Meine Bücher habe ich hier unten bei mir. Schöne, aufwändig gebundene Exemplare in verschiedenen Farben. Ich möchte mich niemals von ihnen trennen. Madame Bovary natürlich, das mir die Tür zur berauschenden Welt der Literatur öffnete. Baudelaires Die Blumen des Bösen; von Zeit zu Zeit lese ich darin, während die Stunden verstreichen. Das Faszinierende an Gedichten im Unterschied zu Romanen ist, dass man einfach ein paar Verse lesen, sie wieder weglegen und später weiterlesen kann, sie sind wie ein Topf Süßigkeiten, aus dem man immer wieder nascht. Die Gedichte von Monsieur Baudelaire sind eigenartig und tief bewegend. Voller Bilder, Geräusche und Farben, die mich manchmal verstören.

Hätten sie Dir gefallen? Ich nehme es an. Sie sprechen Gefühle und Sinne an. Mein Lieblingsgedicht ist »Das Flakon«. Es geht darin um Düfte, die Erinnerungen heraufbeschwören, und wie ein Geruch einen in die Vergangenheit zurückversetzen kann. Ich weiß, dass Rosenduft mich immer an Alexandrine und die Baronne erinnern wird. Kölnisch Wasser und Talk, das bist Du, Liebster. Heiße Milch und Honig ist Baptiste. Eisenkraut und Lavendel Maman Odette. Wärst Du noch hier, hätte ich Dir dieses Gedicht ganz sicher vorgelesen, wieder und wieder.

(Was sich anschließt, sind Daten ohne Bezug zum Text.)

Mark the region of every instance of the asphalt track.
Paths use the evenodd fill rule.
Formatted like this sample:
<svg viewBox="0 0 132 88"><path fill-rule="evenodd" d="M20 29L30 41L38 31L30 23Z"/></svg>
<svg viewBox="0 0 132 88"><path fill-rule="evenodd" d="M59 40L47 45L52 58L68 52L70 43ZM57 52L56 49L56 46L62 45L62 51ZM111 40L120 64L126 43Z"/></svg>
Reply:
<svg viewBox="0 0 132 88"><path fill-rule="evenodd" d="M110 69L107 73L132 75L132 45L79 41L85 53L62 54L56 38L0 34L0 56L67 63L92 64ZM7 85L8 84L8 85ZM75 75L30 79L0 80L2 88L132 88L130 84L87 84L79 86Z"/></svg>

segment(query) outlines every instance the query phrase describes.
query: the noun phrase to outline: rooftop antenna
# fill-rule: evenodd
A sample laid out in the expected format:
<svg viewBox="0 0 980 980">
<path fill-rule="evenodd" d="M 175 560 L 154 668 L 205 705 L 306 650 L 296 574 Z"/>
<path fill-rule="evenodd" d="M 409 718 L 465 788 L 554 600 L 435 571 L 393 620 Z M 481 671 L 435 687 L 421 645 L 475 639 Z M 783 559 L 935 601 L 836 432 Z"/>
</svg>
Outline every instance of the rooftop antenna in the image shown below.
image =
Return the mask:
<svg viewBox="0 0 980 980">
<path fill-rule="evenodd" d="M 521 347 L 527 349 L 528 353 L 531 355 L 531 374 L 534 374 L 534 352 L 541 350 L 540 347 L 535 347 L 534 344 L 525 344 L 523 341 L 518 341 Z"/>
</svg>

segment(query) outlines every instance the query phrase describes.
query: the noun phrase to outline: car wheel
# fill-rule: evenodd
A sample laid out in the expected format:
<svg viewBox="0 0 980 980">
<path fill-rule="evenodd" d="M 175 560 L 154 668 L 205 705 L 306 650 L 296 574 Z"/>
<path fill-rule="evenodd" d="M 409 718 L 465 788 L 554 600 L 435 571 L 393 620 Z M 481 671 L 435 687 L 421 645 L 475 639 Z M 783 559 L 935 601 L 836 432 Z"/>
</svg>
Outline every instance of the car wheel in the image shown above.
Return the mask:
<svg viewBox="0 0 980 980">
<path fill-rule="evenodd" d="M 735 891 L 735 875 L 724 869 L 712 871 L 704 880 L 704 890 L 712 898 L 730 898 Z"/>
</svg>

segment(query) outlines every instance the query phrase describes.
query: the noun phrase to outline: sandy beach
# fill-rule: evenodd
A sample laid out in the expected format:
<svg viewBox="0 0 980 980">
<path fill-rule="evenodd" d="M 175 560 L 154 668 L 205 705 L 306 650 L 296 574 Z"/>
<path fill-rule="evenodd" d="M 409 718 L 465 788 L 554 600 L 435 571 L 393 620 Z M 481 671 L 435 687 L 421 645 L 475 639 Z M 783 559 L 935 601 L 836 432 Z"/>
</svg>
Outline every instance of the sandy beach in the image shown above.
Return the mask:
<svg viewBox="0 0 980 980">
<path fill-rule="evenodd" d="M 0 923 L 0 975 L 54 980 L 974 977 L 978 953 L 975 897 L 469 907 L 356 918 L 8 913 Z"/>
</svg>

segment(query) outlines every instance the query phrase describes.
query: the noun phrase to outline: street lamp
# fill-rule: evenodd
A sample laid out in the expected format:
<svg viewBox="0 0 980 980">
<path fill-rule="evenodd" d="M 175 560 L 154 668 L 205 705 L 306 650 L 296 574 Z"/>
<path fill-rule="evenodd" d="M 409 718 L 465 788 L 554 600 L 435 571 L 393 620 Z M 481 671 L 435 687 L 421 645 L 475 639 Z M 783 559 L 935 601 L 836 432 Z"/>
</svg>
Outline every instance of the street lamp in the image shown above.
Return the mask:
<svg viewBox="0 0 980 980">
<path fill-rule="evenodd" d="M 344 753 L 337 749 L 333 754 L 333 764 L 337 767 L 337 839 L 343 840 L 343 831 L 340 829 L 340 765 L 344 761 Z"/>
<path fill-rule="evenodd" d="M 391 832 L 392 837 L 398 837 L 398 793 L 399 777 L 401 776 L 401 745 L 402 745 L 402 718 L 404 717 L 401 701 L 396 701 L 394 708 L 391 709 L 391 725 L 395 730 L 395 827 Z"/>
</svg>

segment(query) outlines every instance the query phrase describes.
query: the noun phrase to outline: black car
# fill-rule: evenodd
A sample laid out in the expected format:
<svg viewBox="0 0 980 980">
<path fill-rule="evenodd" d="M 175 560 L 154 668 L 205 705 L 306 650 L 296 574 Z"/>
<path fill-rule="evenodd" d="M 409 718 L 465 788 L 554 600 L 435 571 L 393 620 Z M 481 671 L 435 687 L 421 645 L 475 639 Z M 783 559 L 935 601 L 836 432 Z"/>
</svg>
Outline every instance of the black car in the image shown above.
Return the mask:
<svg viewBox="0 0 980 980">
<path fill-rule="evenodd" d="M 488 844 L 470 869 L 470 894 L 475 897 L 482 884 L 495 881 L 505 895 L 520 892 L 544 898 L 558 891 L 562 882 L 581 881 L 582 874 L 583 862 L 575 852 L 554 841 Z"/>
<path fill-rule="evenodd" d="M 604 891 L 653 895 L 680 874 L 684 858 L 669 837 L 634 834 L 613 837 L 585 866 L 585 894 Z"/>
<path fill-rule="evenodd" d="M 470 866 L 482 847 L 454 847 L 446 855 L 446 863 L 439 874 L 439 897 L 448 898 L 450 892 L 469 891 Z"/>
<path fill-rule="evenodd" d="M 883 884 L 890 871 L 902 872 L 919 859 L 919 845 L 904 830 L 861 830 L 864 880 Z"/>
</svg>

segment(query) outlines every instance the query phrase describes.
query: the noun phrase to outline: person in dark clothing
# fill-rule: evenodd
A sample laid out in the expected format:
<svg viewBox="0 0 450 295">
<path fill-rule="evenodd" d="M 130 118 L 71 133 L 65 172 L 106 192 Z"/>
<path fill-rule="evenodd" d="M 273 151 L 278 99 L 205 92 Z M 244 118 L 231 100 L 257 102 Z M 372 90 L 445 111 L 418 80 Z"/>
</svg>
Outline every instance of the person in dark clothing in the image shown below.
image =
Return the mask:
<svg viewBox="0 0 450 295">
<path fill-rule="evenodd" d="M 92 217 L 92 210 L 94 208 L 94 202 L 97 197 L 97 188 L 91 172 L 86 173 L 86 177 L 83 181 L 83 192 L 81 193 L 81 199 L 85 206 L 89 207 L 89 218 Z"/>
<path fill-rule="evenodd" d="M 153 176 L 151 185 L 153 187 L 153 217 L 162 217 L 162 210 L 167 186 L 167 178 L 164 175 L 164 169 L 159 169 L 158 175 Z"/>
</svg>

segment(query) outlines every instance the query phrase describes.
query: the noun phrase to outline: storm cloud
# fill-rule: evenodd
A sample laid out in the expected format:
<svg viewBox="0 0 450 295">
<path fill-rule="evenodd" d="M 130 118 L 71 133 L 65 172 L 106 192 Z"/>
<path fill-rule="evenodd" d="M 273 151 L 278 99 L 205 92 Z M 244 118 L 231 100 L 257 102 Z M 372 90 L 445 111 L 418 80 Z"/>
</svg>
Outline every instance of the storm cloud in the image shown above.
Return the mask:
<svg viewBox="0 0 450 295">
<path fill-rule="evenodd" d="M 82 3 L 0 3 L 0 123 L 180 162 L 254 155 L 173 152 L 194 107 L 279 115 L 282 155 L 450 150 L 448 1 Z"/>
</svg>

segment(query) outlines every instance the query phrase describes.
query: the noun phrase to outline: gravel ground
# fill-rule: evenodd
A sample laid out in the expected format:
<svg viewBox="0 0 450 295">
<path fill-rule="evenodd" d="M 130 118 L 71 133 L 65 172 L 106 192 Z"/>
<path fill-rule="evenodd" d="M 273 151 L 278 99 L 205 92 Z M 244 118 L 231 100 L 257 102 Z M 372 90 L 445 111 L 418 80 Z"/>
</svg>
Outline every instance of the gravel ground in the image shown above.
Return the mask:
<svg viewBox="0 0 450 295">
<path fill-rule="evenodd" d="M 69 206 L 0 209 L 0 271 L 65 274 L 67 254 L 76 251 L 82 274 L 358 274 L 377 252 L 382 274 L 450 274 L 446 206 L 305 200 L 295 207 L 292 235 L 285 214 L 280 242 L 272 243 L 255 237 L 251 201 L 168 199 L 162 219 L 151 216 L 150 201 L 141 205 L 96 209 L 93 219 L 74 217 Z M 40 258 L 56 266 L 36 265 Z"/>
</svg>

Manchmal kann die Lektüre eines Buches auch zu einem anderen Buch führen. Hast Du das auch erlebt? Bestimmt. Ich fand das schnell heraus. Ich durfte alle Regale in Monsieur Zamarettis Buchhandlung durchgehen. Ich stieg sogar auf die Leiter, damit ich auch die oberen Regale erreichen konnte. Du siehst, Armand, in mir war eine neue Begierde entfacht, und ich kann Dir versichern, dass ich an manchen Tagen richtig heißhungrig war. Mich überkam das Bedürfnis zu lesen, ein beglückender, anregender Drang. Je mehr ich las, desto hungriger wurde ich. Jedes Buch war eine Verheißung, jede Seite versprach ein Abenteuer, die Verlockungen einer anderen Welt, eines anderen Schicksals, eines anderen Traums. Und jetzt wirst Du wohl fragen, was ich denn so las.

Durch Charles Baudelaire kam ich an einen, ich glaube amerikanischen, Autor namens Edgar Allen Poe. Immerhin hatte Baudelaire selbst dessen Kurzgeschichten übersetzt. Das verlieh der Lektüre einen zusätzlichen unwiderstehlichen Reiz. Als mein Lieblingsdichter letztes Jahr starb, las ich, dass er auf unserem Friedhof, auf dem Cimetière Montparnasse, beigesetzt wurde. Ja, Charles Baudelaire fand nur ein paar Reihen von Dir, Baptiste und Maman Odette entfernt ewige Ruhe. In letzter Zeit war ich zu müde, aber als ich das letzte Mal bei Euch war, besuchte ich auch sein Grab. Ein Brief war dort niedergelegt, es hatte darauf geregnet, und die Tinte war auf dem Papier verlaufen, so dass es aussah wie eine große schwarze Blume.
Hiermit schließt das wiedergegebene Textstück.